Toad in the Hole
May 30, 2006
The Wayback Machine: Crush
Pica's post yesterday reminds me that I had a big childhood crush on Ted Williams. I can hear the radio guy -- Dad's radio, or someone's TV turned up enough to hear from outdoors, on a summer day with the smell of just-mown grass and a sprinkler spray hitting the sidewalk, or, almost, that peculiar scent you get from just-rained-on concrete only in summer, so I rarely get a whiff of it here. The announder's saying, "SWING'namiss, Strike One." The crowd's going, "Rhubarbrhubarbmmmnmnmnmnmnmahhhhhhh" in the background. There was a little bank in the lawn in front of the house, three steps up from the sidewalk, that was the perfect height and angle to lie on and watch clouds or, in fall, migrating birds high overhead. I suppose they were blackbirds, but since I didn't have binocs or a clue then, I can't say for sure. When a really big flock streamed over we'd (I guess by "we" I mean the girls) holler, "That's MY wedding!" First one to holler got dibs on, on, on whatever we were getting dibs on with that, who knows?
I bet the rest of the bunch didn't have three dogs and a pair of golden eagles, hah.
I wonder if they still go over there in such numbers.

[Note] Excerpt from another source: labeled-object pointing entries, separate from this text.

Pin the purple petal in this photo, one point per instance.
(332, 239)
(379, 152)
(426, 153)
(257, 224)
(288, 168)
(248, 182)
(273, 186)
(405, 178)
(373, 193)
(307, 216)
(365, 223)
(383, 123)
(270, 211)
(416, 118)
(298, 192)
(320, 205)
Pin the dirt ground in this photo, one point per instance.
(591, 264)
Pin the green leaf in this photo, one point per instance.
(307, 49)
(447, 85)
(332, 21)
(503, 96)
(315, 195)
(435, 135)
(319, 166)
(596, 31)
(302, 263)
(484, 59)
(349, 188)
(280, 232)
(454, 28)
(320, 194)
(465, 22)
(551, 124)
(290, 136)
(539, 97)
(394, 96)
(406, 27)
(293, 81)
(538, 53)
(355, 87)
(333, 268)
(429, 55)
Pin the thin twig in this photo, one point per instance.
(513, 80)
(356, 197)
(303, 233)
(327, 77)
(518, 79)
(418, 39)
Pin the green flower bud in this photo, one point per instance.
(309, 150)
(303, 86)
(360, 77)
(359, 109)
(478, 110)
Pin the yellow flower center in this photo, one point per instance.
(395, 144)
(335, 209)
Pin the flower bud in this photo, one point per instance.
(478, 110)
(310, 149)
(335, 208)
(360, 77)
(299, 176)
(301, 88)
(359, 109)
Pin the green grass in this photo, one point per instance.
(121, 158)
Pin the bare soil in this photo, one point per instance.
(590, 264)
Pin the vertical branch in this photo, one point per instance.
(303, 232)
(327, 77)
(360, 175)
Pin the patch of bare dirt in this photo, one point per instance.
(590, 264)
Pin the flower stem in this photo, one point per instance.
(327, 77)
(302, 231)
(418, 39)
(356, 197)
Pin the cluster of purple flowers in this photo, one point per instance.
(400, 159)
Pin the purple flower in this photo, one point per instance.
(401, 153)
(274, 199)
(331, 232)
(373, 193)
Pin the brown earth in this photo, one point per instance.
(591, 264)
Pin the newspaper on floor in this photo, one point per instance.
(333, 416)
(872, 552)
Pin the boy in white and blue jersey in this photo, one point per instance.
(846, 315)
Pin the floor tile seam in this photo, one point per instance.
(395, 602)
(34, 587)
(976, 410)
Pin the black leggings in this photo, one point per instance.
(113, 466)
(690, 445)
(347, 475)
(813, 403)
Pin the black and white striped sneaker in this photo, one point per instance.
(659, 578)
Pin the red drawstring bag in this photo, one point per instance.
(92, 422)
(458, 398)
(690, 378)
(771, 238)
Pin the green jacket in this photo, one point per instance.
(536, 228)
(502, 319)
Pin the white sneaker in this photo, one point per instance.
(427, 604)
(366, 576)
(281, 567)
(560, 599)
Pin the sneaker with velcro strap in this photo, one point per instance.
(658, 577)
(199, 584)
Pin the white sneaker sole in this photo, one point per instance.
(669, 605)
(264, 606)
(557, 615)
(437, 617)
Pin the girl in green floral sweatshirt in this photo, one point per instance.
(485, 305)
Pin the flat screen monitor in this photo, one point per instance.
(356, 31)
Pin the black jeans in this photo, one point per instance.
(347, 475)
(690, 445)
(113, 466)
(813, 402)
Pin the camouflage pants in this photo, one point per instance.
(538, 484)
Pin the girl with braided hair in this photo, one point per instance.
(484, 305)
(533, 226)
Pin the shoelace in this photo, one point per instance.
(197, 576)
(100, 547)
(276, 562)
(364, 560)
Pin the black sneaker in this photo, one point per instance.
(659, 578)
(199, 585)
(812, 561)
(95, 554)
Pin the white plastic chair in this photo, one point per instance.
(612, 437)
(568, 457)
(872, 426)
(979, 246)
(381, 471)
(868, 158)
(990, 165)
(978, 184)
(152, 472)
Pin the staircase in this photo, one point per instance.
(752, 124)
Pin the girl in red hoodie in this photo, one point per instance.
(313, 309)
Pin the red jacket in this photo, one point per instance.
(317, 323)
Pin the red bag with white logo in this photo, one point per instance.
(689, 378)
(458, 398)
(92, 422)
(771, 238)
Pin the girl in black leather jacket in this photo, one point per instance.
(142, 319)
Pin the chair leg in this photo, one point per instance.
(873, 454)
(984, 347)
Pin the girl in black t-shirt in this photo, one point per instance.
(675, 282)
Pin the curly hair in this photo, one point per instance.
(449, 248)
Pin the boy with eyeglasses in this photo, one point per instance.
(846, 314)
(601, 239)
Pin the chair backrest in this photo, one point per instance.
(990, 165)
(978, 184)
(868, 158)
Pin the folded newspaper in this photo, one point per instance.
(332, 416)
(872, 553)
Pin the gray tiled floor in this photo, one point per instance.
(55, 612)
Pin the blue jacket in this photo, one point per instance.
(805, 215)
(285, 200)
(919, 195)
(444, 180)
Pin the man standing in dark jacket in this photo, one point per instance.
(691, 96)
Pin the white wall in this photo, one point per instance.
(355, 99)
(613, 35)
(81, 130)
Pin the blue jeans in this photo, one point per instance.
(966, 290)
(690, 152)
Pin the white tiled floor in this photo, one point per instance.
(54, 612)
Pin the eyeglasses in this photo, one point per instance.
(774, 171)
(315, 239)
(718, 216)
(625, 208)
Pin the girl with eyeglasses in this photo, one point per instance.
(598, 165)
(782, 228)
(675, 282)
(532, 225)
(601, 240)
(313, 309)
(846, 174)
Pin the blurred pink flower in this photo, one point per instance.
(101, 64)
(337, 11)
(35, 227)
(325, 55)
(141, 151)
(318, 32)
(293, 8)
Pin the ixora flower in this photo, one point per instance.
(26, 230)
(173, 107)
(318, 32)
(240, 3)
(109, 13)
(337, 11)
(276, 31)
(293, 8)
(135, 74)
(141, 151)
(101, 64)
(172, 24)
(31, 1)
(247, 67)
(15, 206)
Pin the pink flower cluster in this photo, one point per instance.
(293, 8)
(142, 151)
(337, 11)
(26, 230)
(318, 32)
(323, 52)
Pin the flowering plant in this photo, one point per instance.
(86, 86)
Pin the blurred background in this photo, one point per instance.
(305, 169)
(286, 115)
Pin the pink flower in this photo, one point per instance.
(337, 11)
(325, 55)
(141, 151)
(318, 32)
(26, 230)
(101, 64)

I do remember a flock of geese once; we knew they were geese at least. Probably Canadas.
Ted Williams was probably my most respectable childhood crush, and the longest-lasting. Well, for values of "respectable" that include or overlook having your head sawn off and frozen. At various ages, starting with maybe three, I had TV crushes on Liberace, Moe Howard of the Three Stooges (I think I identified with him), Hoppy Cassidy, The Cisco Kid (or maybe it was his horse; I definitely had a crush on Fury), and the Fleischer Brothers' version of Popeye.
Of course I was young and chronically confused, and TV was a bit different for me then. I can remember thinking that Walter Cronkite and Walt Disney were the same guy, just less formal on weekends. Must've been the moustache. Those weren't too common in the early- to mid-Fifties.Posted at May 30, 2006 05:42 PM
Wait: Moe Howard?
Ted, though: there's a respectable crush.
Posted by: Pica at May 31, 2006 02:52 PM
At least you had crushes on "real" people. Though my older sister dug Sandy Koufax, I was always disappointed that celebrities were not as attractive as I expected them to be based on my close reading of fairy tales. Sports figures. Royalty. Closeted gay performers. Bah. (Well, except for Richard Chamberlain, eventually.) For me, beginning as soon as I was aware of gender and for way, way too many years afterward, the only crush-worthy individuals on my radar were cartoon characters. I think my first was a cheesy Hanna Barbera creation called Robin Hood in Outer Space. Then there was Walt Disney's interpretation of Peter Pan. I was so enamored of him I actually wanted to be him, and when I played pretending games by myself in my room I would alternate between being him and being in love with him. I guess I was just a twisted little narcissist who liked two-dimensional guys in tunics, tights, and poinky feathered hats.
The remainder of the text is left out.